===========================================================================
Migrate a MySQL/MariaDB database to Open Telekom Cloud RDS with Apache NiFi
===========================================================================
`Apache NiFi `__ (**nye-fye**) is a project from the Apache Software Foundation aiming
to automate the flow of data between systems in form of workflows. It supports powerful and scalable directed graphs
of data routing, transformation, and system mediation logic. We are going to utilize these features in order to
consolidate all the manual, mundane and error prone steps of an on-premises MySQL/MariaDb database migration
to Open Telekom Cloud RDS in a form of a highly scalable workflow.
.. note::
Historically, NiFi is based on the "*NiagaraFiles*", a system that was developed by the US National Security Agency (NSA).

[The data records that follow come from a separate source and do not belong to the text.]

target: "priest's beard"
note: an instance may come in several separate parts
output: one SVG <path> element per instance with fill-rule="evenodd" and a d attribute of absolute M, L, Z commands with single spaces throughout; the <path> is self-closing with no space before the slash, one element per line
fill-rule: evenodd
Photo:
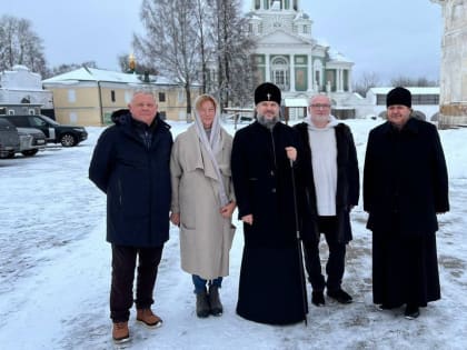
<path fill-rule="evenodd" d="M 311 118 L 311 121 L 314 122 L 314 124 L 327 123 L 329 121 L 329 116 L 314 116 Z"/>
<path fill-rule="evenodd" d="M 261 126 L 264 126 L 268 129 L 272 129 L 274 126 L 276 126 L 279 121 L 279 116 L 274 116 L 272 119 L 269 119 L 269 118 L 266 119 L 265 116 L 258 114 L 258 116 L 256 116 L 256 118 Z"/>

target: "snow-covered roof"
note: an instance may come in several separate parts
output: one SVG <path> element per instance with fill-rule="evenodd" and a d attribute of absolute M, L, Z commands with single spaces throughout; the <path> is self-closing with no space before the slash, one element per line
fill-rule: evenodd
<path fill-rule="evenodd" d="M 141 77 L 135 73 L 123 73 L 111 70 L 96 69 L 82 67 L 77 70 L 59 74 L 46 80 L 43 83 L 49 82 L 67 82 L 67 81 L 106 81 L 106 82 L 120 82 L 120 83 L 141 83 Z M 165 77 L 150 76 L 151 83 L 156 84 L 178 84 Z"/>
<path fill-rule="evenodd" d="M 352 63 L 354 61 L 347 58 L 345 54 L 340 53 L 336 49 L 329 48 L 328 50 L 329 59 L 331 61 L 338 61 L 338 62 L 349 62 Z"/>
<path fill-rule="evenodd" d="M 294 20 L 297 21 L 297 20 L 304 20 L 304 19 L 309 20 L 310 17 L 307 13 L 300 11 L 300 12 L 297 13 L 297 16 Z"/>
<path fill-rule="evenodd" d="M 371 91 L 375 94 L 387 94 L 394 87 L 381 87 L 381 88 L 371 88 Z M 406 88 L 410 91 L 411 94 L 439 94 L 439 87 L 409 87 Z"/>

It was open-sourced as a part of NSA's technology transfer program in 2014.
Overview
========
With zero cost in 3rd party components and in less than 15 minutes we are going to transform a highly error prone and
demanding use-case, as the migration of an MySQL or MariaDB to the cloud, to a fully automated, repeatable and scalable procedure.
.. figure:: https://architecture-center-poc-images.obs.eu-de.otc.t-systems.com/rds-migration/placeholder-image.jpg
.. image:: https://architecture-center-poc-images.obs.eu-de.otc.t-systems.com/rds-migration/SCR-20221004-etc.png
:target: https://docs.otc.t-systems.com/en-us/usermanual/rds/en-us_topic_dashboard.html
:alt: Relational Database Service (RDS)
.. image:: https://architecture-center-poc-images.obs.eu-de.otc.t-systems.com/rds-migration/SCR-20221004-etn.png
:target: https://docs.otc.t-systems.com/en-us/usermanual/rds/en-us_topic_dashboard.html
.. image:: https://architecture-center-poc-images.obs.eu-de.otc.t-systems.com/rds-migration/SCR-20221004-f0m.png
:target: https://docs.otc.t-systems.com/en-us/usermanual/rds/en-us_topic_dashboard.html
.. image:: https://architecture-center-poc-images.obs.eu-de.otc.t-systems.com/rds-migration/SCR-20221004-f0q.png
:target: https://docs.otc.t-systems.com/en-us/usermanual/rds/en-us_topic_dashboard.html
.. image:: https://architecture-center-poc-images.obs.eu-de.otc.t-systems.com/rds-migration/SCR-20221004-f0u.png
:target: https://docs.otc.t-systems.com/en-us/usermanual/rds/en-us_topic_dashboard.html
.. seealso::
`Github Repository `_
`Apache Nifi Workflow Template `_
Provision a MySQL instance in RDS
==================================
If you don't have an RDS instance in place, let's create one in order to demonstrace this use-case.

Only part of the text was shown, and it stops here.